Plastic is not biodegradable. “Even if we didn’t produce plastic at all, the problem wouldn’t go away,” says Maack. The cooling effect of the water complicates the process of plastic destruction by sunlight and heat. Thus, the complete decomposition of a piece of plastic could take several hundred years.

Plastic debris in water has devastating effects on animals. And a lot of species disappear every year. Especially turtles take plastic bags as food, says Thilo Maack: “They consume large amounts of jellyfish and they often confuse the plastic bags with their favorite food.”

But seagulls that nibble everything they find on the surface of the water are affected, too: “They swallow plastic plug, fragments from toothbrushes or lighters.”

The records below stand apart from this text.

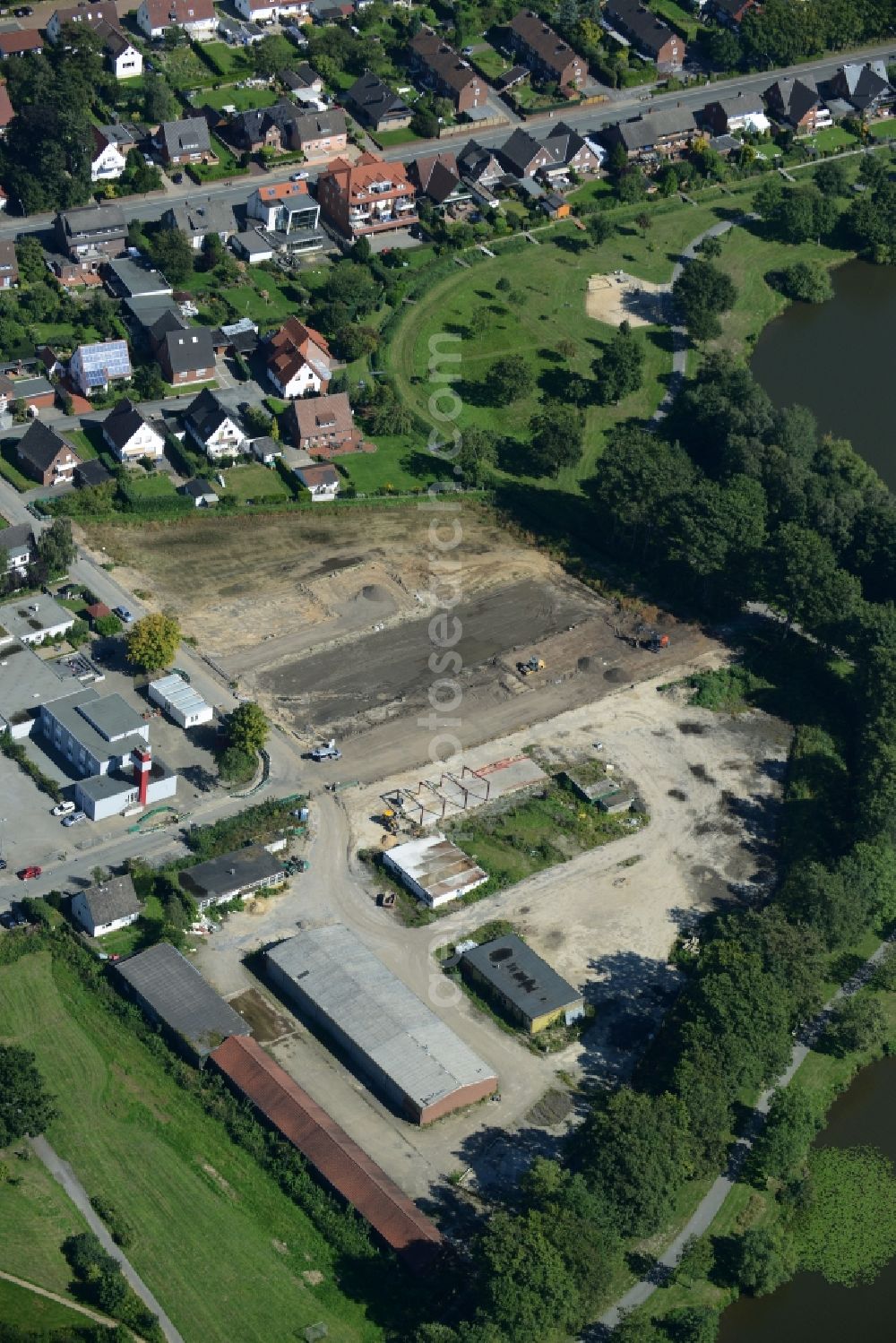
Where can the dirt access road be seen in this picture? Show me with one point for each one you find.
(605, 920)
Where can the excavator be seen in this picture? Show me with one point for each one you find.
(532, 665)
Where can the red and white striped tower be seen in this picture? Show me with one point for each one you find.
(142, 769)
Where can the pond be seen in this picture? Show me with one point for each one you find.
(809, 1310)
(837, 358)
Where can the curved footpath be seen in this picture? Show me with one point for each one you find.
(712, 1201)
(62, 1300)
(64, 1174)
(678, 333)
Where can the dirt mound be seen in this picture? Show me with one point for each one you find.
(374, 592)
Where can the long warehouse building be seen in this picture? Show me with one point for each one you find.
(331, 1151)
(411, 1057)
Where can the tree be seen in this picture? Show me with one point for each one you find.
(806, 282)
(762, 1260)
(855, 1023)
(702, 293)
(802, 214)
(56, 547)
(805, 581)
(619, 366)
(108, 626)
(508, 379)
(32, 265)
(782, 1146)
(24, 1104)
(237, 766)
(478, 452)
(637, 1151)
(153, 641)
(528, 1292)
(696, 1260)
(247, 727)
(172, 254)
(556, 438)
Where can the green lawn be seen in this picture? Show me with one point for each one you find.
(400, 462)
(156, 486)
(253, 479)
(220, 1244)
(10, 470)
(35, 1217)
(489, 61)
(35, 1313)
(543, 308)
(677, 16)
(239, 99)
(833, 137)
(533, 834)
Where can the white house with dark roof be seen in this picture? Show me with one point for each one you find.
(214, 427)
(131, 435)
(107, 907)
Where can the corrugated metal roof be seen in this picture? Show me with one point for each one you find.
(328, 1149)
(379, 1014)
(179, 997)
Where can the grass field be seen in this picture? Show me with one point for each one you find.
(228, 1254)
(253, 481)
(35, 1217)
(543, 308)
(35, 1313)
(239, 99)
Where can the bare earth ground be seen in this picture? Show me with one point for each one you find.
(328, 624)
(606, 920)
(616, 298)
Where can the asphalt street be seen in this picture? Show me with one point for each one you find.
(619, 107)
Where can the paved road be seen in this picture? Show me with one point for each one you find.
(64, 1174)
(619, 107)
(711, 1203)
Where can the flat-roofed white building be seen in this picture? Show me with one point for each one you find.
(180, 702)
(435, 869)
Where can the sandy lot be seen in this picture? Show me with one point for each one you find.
(616, 297)
(605, 920)
(328, 624)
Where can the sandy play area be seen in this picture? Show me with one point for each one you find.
(616, 297)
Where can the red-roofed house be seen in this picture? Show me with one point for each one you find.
(196, 18)
(298, 360)
(330, 1149)
(367, 196)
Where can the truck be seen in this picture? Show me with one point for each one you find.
(327, 751)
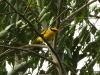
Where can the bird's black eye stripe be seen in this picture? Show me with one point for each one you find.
(53, 30)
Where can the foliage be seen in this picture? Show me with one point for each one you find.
(78, 39)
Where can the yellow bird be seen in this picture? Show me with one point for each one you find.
(47, 34)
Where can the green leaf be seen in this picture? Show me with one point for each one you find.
(2, 33)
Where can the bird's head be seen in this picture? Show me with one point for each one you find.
(55, 30)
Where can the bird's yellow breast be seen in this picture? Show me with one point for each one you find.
(47, 34)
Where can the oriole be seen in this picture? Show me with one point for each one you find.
(47, 34)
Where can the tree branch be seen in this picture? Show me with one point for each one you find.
(59, 65)
(71, 16)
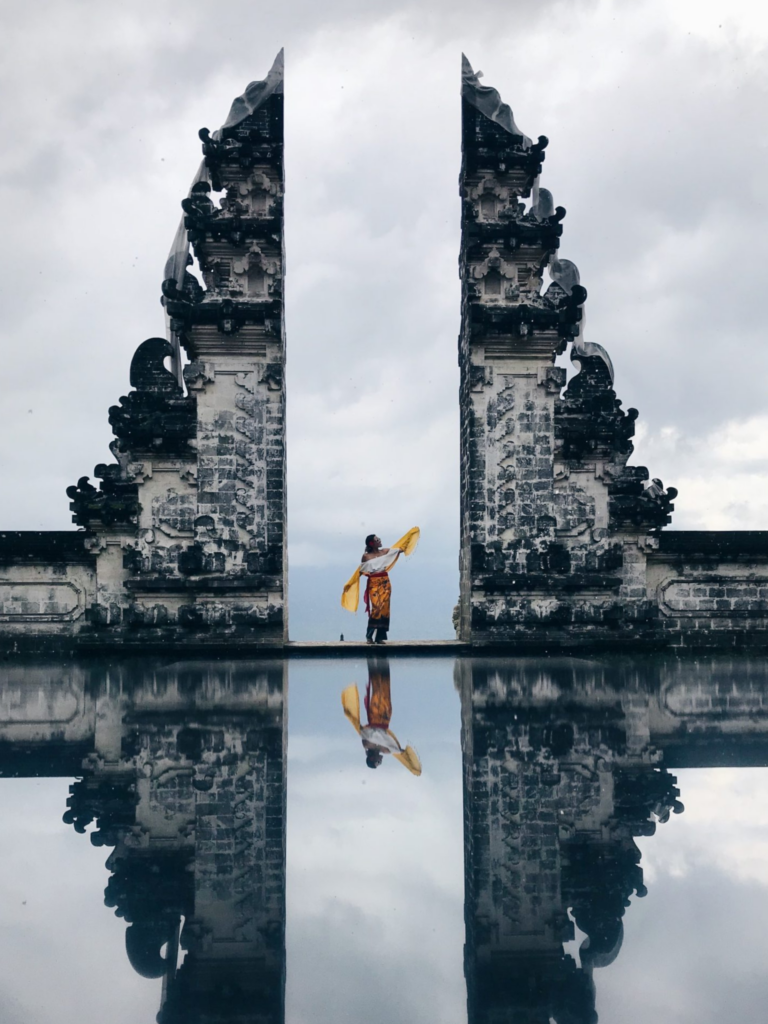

The only way the situation could be remedied would be to change the mentality, environmentalists say in unison. A titanic job both for all the governments of the world and for each one of us. And the challenge starts with your own house clearance and sorting the waste properly.

The action of searching for the missing plane is only the beginning

“In addition, those who produce plastic also should participate in the sanitation action, respectively in the recycling process,” says Thilo Maack.

The largest objects fished in the Indian Ocean during the search for Malaysia Airlines’ plane were over 20 meters long. Waste that gave false hope to the families of the missing passengers, but that showed the whole world how dirty the planet’s waters are.

“The case of flight MH370 has given us hope that the problem of garbage, dumped every day in the sea by people and their indifference, is coming back to the attention of the public,” concludes Wendy Watson-Wright. And both people and the governments and states of the world will be much more responsible in the future.